Originations are increasingly tilted toward home purchase mortgages per the latest Origination Insight Report from Ellie Mae.  The May data show the share of those mortgages gained another three percentage points to represent 68 percent of all closed loans.  The share of refinance originations has dropped from 47 percent at the beginning of 2017 to a current level of 32 percent. The purchase share of Convention loans increased from 57 percent to 61 percent and the purchase share of FHA ticked up 1 point to 82 percent and VA's to 73 percent from 71.

The average 30-year note rate of closed loans was down for the first time this year, to 4.33 percent from 4.41 percent in April, but that average rate was still 27 basis points higher than in May 2016. The percentage of Adjustable Rate Mortgage (ARM) originations among Conventional loans continued its rise, ticking up to 7.5 percent in May, from 7.3 percent in April and 5.5 percent the previous May. ARMs remain a miniscule part of FHA and VA lending - less than one-half percent each.

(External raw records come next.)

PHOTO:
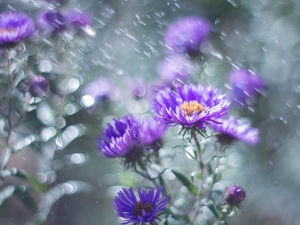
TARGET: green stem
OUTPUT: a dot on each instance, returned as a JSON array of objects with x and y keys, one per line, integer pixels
[{"x": 201, "y": 167}]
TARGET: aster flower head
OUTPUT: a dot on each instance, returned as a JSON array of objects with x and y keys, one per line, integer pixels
[
  {"x": 233, "y": 129},
  {"x": 141, "y": 210},
  {"x": 235, "y": 195},
  {"x": 190, "y": 106},
  {"x": 186, "y": 34},
  {"x": 51, "y": 21},
  {"x": 121, "y": 140},
  {"x": 174, "y": 67},
  {"x": 245, "y": 85},
  {"x": 14, "y": 26},
  {"x": 38, "y": 86}
]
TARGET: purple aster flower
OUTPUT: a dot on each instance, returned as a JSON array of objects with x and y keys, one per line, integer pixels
[
  {"x": 151, "y": 134},
  {"x": 190, "y": 106},
  {"x": 122, "y": 140},
  {"x": 232, "y": 129},
  {"x": 235, "y": 195},
  {"x": 14, "y": 26},
  {"x": 187, "y": 34},
  {"x": 142, "y": 210},
  {"x": 98, "y": 90},
  {"x": 38, "y": 86},
  {"x": 174, "y": 67},
  {"x": 51, "y": 21},
  {"x": 78, "y": 19},
  {"x": 57, "y": 1},
  {"x": 245, "y": 86}
]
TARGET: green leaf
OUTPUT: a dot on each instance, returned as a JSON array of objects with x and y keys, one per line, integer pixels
[
  {"x": 22, "y": 193},
  {"x": 35, "y": 183},
  {"x": 197, "y": 175},
  {"x": 186, "y": 182},
  {"x": 6, "y": 192}
]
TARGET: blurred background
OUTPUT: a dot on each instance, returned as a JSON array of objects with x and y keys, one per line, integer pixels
[{"x": 262, "y": 35}]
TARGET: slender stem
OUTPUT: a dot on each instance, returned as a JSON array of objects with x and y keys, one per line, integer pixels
[
  {"x": 201, "y": 167},
  {"x": 7, "y": 151}
]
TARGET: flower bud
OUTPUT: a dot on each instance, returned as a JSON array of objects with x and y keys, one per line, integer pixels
[{"x": 235, "y": 195}]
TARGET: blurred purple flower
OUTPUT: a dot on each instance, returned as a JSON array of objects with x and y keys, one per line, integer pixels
[
  {"x": 232, "y": 129},
  {"x": 174, "y": 67},
  {"x": 129, "y": 138},
  {"x": 38, "y": 86},
  {"x": 57, "y": 1},
  {"x": 235, "y": 195},
  {"x": 51, "y": 21},
  {"x": 186, "y": 34},
  {"x": 78, "y": 19},
  {"x": 122, "y": 140},
  {"x": 190, "y": 106},
  {"x": 14, "y": 26},
  {"x": 142, "y": 210},
  {"x": 245, "y": 86}
]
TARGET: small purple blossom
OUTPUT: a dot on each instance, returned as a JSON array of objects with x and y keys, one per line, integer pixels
[
  {"x": 122, "y": 140},
  {"x": 186, "y": 34},
  {"x": 235, "y": 195},
  {"x": 78, "y": 19},
  {"x": 190, "y": 106},
  {"x": 174, "y": 67},
  {"x": 38, "y": 86},
  {"x": 51, "y": 21},
  {"x": 245, "y": 85},
  {"x": 130, "y": 138},
  {"x": 139, "y": 210},
  {"x": 233, "y": 129},
  {"x": 14, "y": 26},
  {"x": 57, "y": 1}
]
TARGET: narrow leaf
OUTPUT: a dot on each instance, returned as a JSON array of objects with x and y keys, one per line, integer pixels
[
  {"x": 186, "y": 182},
  {"x": 36, "y": 184}
]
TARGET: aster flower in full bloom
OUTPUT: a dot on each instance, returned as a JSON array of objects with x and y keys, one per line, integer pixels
[
  {"x": 232, "y": 129},
  {"x": 235, "y": 195},
  {"x": 174, "y": 67},
  {"x": 122, "y": 140},
  {"x": 190, "y": 106},
  {"x": 14, "y": 26},
  {"x": 142, "y": 210},
  {"x": 186, "y": 34},
  {"x": 245, "y": 86},
  {"x": 129, "y": 138}
]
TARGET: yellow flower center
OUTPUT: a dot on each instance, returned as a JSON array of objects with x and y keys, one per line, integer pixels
[
  {"x": 139, "y": 207},
  {"x": 188, "y": 108}
]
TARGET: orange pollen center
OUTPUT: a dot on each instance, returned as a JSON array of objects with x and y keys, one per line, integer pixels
[
  {"x": 9, "y": 30},
  {"x": 139, "y": 207},
  {"x": 188, "y": 108}
]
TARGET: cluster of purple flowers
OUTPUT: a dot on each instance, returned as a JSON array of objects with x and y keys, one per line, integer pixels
[
  {"x": 139, "y": 211},
  {"x": 14, "y": 27},
  {"x": 130, "y": 138}
]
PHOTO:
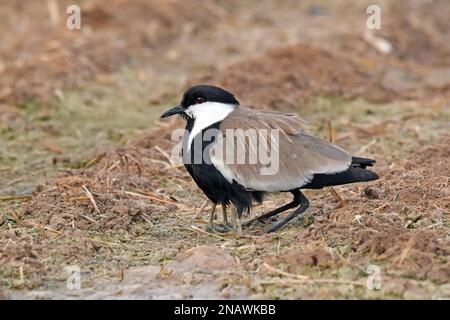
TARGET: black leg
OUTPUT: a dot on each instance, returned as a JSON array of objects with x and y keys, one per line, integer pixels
[
  {"x": 295, "y": 202},
  {"x": 304, "y": 204}
]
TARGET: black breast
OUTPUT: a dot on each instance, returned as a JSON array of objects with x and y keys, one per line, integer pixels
[{"x": 208, "y": 178}]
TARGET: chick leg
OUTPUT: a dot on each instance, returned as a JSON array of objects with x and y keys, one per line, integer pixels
[
  {"x": 236, "y": 220},
  {"x": 225, "y": 217},
  {"x": 218, "y": 228}
]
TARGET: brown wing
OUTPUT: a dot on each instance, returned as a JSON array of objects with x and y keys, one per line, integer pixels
[{"x": 268, "y": 151}]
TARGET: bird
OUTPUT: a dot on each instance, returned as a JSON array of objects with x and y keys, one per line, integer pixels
[{"x": 213, "y": 115}]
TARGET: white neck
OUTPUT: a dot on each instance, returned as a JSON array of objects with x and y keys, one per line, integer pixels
[{"x": 206, "y": 114}]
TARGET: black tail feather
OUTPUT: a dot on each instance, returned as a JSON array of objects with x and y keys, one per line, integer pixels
[
  {"x": 356, "y": 173},
  {"x": 362, "y": 162}
]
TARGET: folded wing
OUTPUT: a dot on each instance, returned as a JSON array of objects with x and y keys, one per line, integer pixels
[{"x": 269, "y": 151}]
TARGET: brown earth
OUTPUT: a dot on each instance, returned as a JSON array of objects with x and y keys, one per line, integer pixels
[{"x": 129, "y": 213}]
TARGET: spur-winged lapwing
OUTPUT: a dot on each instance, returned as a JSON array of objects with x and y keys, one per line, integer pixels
[{"x": 303, "y": 161}]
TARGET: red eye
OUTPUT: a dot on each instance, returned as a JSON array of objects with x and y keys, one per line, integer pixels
[{"x": 200, "y": 100}]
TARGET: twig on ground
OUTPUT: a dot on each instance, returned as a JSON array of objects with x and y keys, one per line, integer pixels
[
  {"x": 92, "y": 199},
  {"x": 284, "y": 273}
]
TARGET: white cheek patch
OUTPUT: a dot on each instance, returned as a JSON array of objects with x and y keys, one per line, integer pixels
[{"x": 206, "y": 114}]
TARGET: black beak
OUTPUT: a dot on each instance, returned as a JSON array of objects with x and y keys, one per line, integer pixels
[{"x": 171, "y": 112}]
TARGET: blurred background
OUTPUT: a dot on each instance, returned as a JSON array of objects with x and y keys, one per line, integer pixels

The composition of loan types has been unchanged for the last four months.  Sixty-three percent of originations have been Conventional, 23 percent FHA, and 10 percent VA.

The closing rate for all loans improved by 1 percentage point to 70.4 percent; all of the increase was from purchase loans.  The increase in closing rate held across all lenders. The average FICO score of closed loans was 723 and the loan to value ratio averaged 80 percent.

The time to close loans was the same as in April. Refinance loans took an average of 41 days, purchase loans 42 days; an average of 42 days overall.

 "The start of the peak summer homebuying period combined with fewer refinances due to higher interest rates, drove purchases to the largest percentage of total loans since we began tracking data in 2011. Home loan purchases represented 68 percent of total closed loans, a 3 percent increase from the prior month," said Jonathan Corr, president and CEO of Ellie Mae.

The Origination Insight Report mines its application data from large sample of approximately 80 percent of all mortgage applications that were initiated on its mortgage management system. The company calculates the closing rate from a sample of loan applications submitted 90 days earlier, in this case in February.